Studies show this process, using comprehensive videos and other materials prepared by groups such as the nonprofit Foundation for Informed Medical Decision Making (FIMDM), leads patients to choose conservative options more often. It reduces rates of angioplasty or prostate surgery, for instance, by 15% to 30%. Put into widespread use, the approach has the potential to trim hundreds of billions of dollars from the nation's $2.4 trillion health-care bill. Yet patients do as well or better than if they had opted for the procedures. Surveys done after the decision also show patients to be more satisfied, no matter which choice they made. "That's the kind of win that doesn't fall into your lap very often," says Washington State Senator Cheryl Pflug, a Republican.

A nurse and health-reform advocate, Pflug two years ago pushed through the nation's first law encouraging the use of informed decision-making. One prod to action was seeing the wide variation in the rates of procedures in the state of Washington, suggesting that some patients were being overtreated. Another was a sobering medical experience in the family of one of Pflug's staffers.
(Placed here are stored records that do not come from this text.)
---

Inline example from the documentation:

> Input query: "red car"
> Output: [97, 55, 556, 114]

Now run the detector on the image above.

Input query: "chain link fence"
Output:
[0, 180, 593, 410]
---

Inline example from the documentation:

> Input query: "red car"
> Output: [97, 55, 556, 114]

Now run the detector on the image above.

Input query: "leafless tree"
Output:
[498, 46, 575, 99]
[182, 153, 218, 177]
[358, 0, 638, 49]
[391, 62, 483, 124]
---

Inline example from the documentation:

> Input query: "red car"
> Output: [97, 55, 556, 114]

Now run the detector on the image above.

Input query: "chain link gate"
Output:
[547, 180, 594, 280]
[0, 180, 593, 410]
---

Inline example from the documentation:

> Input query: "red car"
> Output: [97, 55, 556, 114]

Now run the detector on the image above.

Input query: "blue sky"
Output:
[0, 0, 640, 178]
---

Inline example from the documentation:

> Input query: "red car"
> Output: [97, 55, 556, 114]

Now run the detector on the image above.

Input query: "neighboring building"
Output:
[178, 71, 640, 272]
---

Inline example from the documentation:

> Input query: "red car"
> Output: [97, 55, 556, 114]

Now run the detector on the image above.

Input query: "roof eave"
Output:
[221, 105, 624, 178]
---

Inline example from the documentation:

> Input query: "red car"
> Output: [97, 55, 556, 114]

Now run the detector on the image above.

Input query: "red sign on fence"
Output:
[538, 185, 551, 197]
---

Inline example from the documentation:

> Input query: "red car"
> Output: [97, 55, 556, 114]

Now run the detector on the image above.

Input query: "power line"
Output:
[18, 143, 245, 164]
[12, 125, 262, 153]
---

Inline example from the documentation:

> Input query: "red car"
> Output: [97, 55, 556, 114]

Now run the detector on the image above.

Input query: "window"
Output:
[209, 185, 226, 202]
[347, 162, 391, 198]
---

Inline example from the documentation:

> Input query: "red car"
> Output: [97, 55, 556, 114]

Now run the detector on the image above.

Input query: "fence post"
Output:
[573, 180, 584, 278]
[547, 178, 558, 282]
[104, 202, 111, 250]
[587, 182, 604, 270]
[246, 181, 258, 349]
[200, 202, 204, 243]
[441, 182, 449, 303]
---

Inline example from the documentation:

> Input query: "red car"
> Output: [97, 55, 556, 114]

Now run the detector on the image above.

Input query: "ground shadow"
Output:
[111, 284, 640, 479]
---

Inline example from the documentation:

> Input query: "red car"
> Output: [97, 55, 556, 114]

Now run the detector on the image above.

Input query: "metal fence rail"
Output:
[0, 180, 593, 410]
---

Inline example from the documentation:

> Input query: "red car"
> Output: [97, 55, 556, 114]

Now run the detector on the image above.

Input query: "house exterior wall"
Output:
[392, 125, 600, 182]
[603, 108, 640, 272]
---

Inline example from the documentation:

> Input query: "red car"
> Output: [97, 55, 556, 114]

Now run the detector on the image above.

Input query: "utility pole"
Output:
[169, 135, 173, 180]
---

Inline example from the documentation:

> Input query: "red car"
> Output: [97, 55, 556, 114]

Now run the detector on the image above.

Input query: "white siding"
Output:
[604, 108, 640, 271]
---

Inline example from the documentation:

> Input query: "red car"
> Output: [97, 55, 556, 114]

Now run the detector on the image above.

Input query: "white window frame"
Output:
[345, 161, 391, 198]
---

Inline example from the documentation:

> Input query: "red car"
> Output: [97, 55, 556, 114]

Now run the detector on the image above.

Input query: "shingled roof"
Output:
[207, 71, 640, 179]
The staffer's 90-year-old mother could no longer use her right arm after a stroke, though she was still able to live independently. Then a lump was discovered in her breast. Her doctor wanted to do a radical mastectomy, saying it could add 20 years to her life. And, on top of that dubious assessment, he failed to inform the mother that surgery might cost her the use of her remaining arm. After the staffer dug up this information, her mother said no to the surgery.

In today's health-care system, such sharing of evidence is rare—and financial incentives are heavily skewed toward doing more surgeries and other procedures, not fewer. Doctors and hospitals get hefty paychecks for interventions but not for spending the time needed to discuss the full evidence with patients. "The payment system is upside down. To get paid more for doing more is not the right answer," says Dr. James N. Weinstein, chair of orthopedic surgery at the Dartmouth-Hitchcock Medical Center.